When the student has truly mastered the skill, she will say “yes,” and only then will I read the paragraph – and only that paragraph – to confirm. Often, especially early in the unit, the student will realize that she didn’t actually execute the move the way she meant to. When I explain what I expect to see on paper based on her description, she realizes that what she wrote doesn’t match what she said. That method of feedback is critical. Without me giving her any advice about how to “fix” her writing, she has articulated out loud what she meant to write on paper. She can easily revise what she wrote to more closely match what she said out loud. I do not give any advice; I just restate what the student said, and she decides whether what is on paper matches. Once again, the student’s active participation reinforces her ownership of her work.

ASSESSMENT

In just a few minutes per conference, I am able to assess a student’s performance in two of the seven skills they are supposed to be learning in the unit. Later on, we will repeat the process, so I will have a good idea of how they are doing with four of them. At the end of the unit, they will come to me with evidence of all seven moves, two essays and a presentation project, and I will give them a grade – not on the essays or the project – but on the mastery of those seven writing moves that they demonstrate at the end of the unit.

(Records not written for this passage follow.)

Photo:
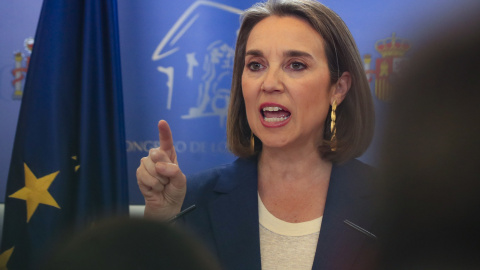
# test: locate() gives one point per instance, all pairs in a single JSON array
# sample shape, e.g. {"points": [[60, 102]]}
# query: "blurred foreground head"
{"points": [[132, 244], [431, 164]]}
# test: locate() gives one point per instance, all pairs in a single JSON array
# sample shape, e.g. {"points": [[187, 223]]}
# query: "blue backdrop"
{"points": [[176, 65]]}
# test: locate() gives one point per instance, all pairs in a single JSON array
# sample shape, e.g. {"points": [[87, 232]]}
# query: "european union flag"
{"points": [[68, 166]]}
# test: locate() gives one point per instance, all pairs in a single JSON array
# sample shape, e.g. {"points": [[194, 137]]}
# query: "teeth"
{"points": [[275, 119], [272, 109]]}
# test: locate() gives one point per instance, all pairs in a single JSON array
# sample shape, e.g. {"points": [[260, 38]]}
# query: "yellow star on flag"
{"points": [[4, 257], [36, 191]]}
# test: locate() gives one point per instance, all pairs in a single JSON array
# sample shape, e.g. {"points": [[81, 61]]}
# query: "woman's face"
{"points": [[286, 83]]}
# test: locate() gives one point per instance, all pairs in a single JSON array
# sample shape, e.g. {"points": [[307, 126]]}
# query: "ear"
{"points": [[340, 89]]}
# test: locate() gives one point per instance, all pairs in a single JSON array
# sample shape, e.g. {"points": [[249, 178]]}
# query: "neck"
{"points": [[297, 165]]}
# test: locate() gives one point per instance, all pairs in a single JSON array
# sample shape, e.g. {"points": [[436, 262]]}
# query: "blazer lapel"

Next term, I will be teaching students to write coherent and well-developed essays. My plan is to have them describe how they organized their essays, and then read with them the introduction, transitions, one body paragraph, and conclusion. That way I will get a good idea how coherent and well-developed the essay is without spending hours at home reading each essay.

CONCLUSION

We live in an cultural moment in which being overworked and stressed out is a badge of honor. Doing anything that takes less time can feel like a lazy cop-out. However, the more we can step away and let students own their work, the better their learning experiences will be. A lot of research supports the value of student ownership, yet a lot of what we traditionally do as teachers has the effect of transferring ownership to us. By only reading the parts of their writing that my students point me to, I am giving them as much control and ownership of their learning and assessment as I possibly can while also keeping them accountable. Based on the results I have seen in this short experiment so far, I believe the value of student ownership outweighs the desire for accountability that drives English teachers to pull all-nighters grading and putting written feedback on every piece of writing our students do.

What do you think? Have I gone too far? Am I missing some value by not reading everything my students write? Do students need at least some written feedback in order to reach their potential? Would my students grow enough to justify time invested in writing those comments?

 

References

Harris, J. (2017). Rewriting: How to do things with texts Utah State University Press.

Kolln, M., & Gray, L. (2012). Rhetorical grammar: Grammatical choices, rhetorical effects.